En julio pasado, la Sala Especial de Juzamiento de ese alto tribunal había emitido la pena por el delito de corrupción al sufragante, pues se le acusaba de engañar a familias desplazadas para obtener votos durante su primera campaña a ese cargo, que ocupó entre 2012 y 2015.

En ese momento el alto tribunal dijo que el entonces candidato se comprometió por escrito con los representantes de unas 800 familias desplazadas por el conflicto armado que vivían en ‘Tierra Prometida’, un sitio de invasión en la ciudad de Valledupar, a evitar el desalojo del predio a cambio de votos que respaldaran su aspiración.

No obstante, ahora los magistrados de la Sala Penal encontraron que el documento que firmó con esas personas consistía en hacer cumplir una tutela par que no fuesen desalojados de la zona más no un ofrecimiento ilegal de beneficios para obtener votos, indicó Noticias Caracol.

Por eso, la promesa política de Monsalvo Gnecco tenía sustento en decisiones judiciales que podía hacer cumplir si llegaba al cargo, dijo la Corte Suprema.

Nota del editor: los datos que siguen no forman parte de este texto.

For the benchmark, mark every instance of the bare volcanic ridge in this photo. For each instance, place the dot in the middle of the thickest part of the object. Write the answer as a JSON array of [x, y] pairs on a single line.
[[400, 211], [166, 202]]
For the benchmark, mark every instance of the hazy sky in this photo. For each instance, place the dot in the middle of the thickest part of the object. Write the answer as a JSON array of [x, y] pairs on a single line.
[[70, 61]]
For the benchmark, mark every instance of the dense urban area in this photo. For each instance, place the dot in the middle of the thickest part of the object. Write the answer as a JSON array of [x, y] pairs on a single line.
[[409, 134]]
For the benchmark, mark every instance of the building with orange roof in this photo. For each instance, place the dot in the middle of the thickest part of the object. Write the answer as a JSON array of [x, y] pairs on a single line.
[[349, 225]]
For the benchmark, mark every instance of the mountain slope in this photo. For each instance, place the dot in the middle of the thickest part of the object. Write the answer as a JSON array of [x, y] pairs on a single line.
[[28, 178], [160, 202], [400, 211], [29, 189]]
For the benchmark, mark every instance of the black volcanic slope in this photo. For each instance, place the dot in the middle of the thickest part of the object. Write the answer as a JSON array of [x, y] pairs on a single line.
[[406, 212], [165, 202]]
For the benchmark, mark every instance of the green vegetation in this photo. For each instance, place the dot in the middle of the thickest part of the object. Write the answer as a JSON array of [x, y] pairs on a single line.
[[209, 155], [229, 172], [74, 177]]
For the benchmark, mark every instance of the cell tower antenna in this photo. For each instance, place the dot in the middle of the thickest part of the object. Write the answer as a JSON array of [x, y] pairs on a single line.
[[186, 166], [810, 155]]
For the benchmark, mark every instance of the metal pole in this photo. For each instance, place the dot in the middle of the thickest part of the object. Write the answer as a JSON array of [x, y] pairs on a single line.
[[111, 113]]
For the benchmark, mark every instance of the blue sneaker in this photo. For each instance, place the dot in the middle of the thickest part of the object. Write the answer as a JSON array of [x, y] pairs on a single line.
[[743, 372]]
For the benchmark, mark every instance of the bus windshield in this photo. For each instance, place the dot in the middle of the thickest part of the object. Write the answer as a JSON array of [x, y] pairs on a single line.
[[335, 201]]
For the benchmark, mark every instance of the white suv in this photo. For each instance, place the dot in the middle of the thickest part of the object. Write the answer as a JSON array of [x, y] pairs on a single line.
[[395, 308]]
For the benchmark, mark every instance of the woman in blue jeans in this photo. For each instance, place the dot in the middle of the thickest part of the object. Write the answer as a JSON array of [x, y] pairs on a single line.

De esta forma, dijo Blu Radio, el mandatario departamental saldría libre este mismo jueves primero de octubre y podrá volver a la Gobernación del Cesar a ejercer su cargo, para el que fue reelegido durante el periodo 2018-2022.

El mandatario es “hijo de Cielo Gnecco y delfín de su poderoso grupo familiar. […] Siempre ha sido considerado como el heredero de la maquinaria de su familia, cuyo auge se dio hacia los años 80 cuando llegaron al departamento a invertir en bombas de gasolina y tractomulas para el transporte de carbón”, reseñó El Espectador.